Unfortunately, they often fail to understand the finer points and nuances about credit cards and credit scores that still could cost them money.

For instance, a shrinking number of survey takers were aware that non-lenders can use their credit reports when pricing their products or services. In other words, if you have a generally poor history of on-time payments or other red marks on your credit report, service providers might require a large deposit before beginning services or may outright deny you service.

The Credit Score Knowledge Survey found that just 44% of consumers were aware that electric utilities can examine their credit reports and adjust deposit amounts based on what they find, down from 53% in 2016. A 9 percentage point year-over-year drop (68% to 59%) was also seen with consumer awareness regarding cellphone companies.

Also, a smaller number of respondents (64% in 2017 versus 69% in 2016) were aware that there's more than one credit score used by lenders. Though FICO is the most well-known, you also should be informed about your VantageScore, which was developed by the three major credit-reporting bureaus. If using an earlier VantageScore model, your score can range from 501 to 990. The newer VantageScore 3.0 model (and any newer version thereafter) uses the familiar 300 to 850 scoring range.

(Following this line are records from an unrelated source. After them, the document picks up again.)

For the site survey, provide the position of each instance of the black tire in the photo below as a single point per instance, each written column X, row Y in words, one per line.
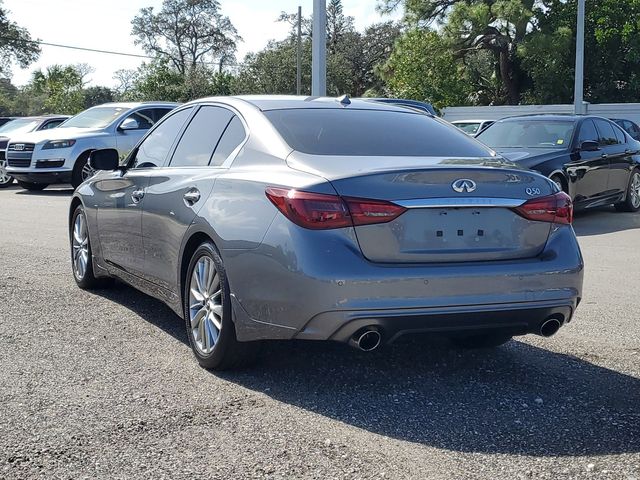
column 77, row 175
column 5, row 180
column 631, row 203
column 483, row 340
column 32, row 187
column 227, row 352
column 85, row 279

According to NerdWallet, the following factors influence your VantageScore, along with their respective weighting in parenthesis:

  • Payment history (40%)
  • Credit age and mix (21%)
  • Credit utilization (20%)
  • Balances (11%)
  • Recent credit applications (5%)
  • Available credit (3%)
A credit report with a pen lying on top of it.

Image source: Getty Images.

Another issue is that, although more consumers are checking their credit report annually than ever before, a shrinking percentage (68% in 2017 versus 73% in 2016) are aware that it's important to check their credit reports with all three major credit-reporting bureaus.

Let's face it, mistakes happen -- and they can certainly happen in one bureau and not with the other two. Failing to examine your credit report with all three bureaus at least once annually could make it difficult to remove errors from your report. Plus, consumers can access their reports for free once every 12 months at It's free! There's literally no reason not to check your credit report.

Though we're making strides as a nation in terms of credit score knowledge, there's still a long way to go.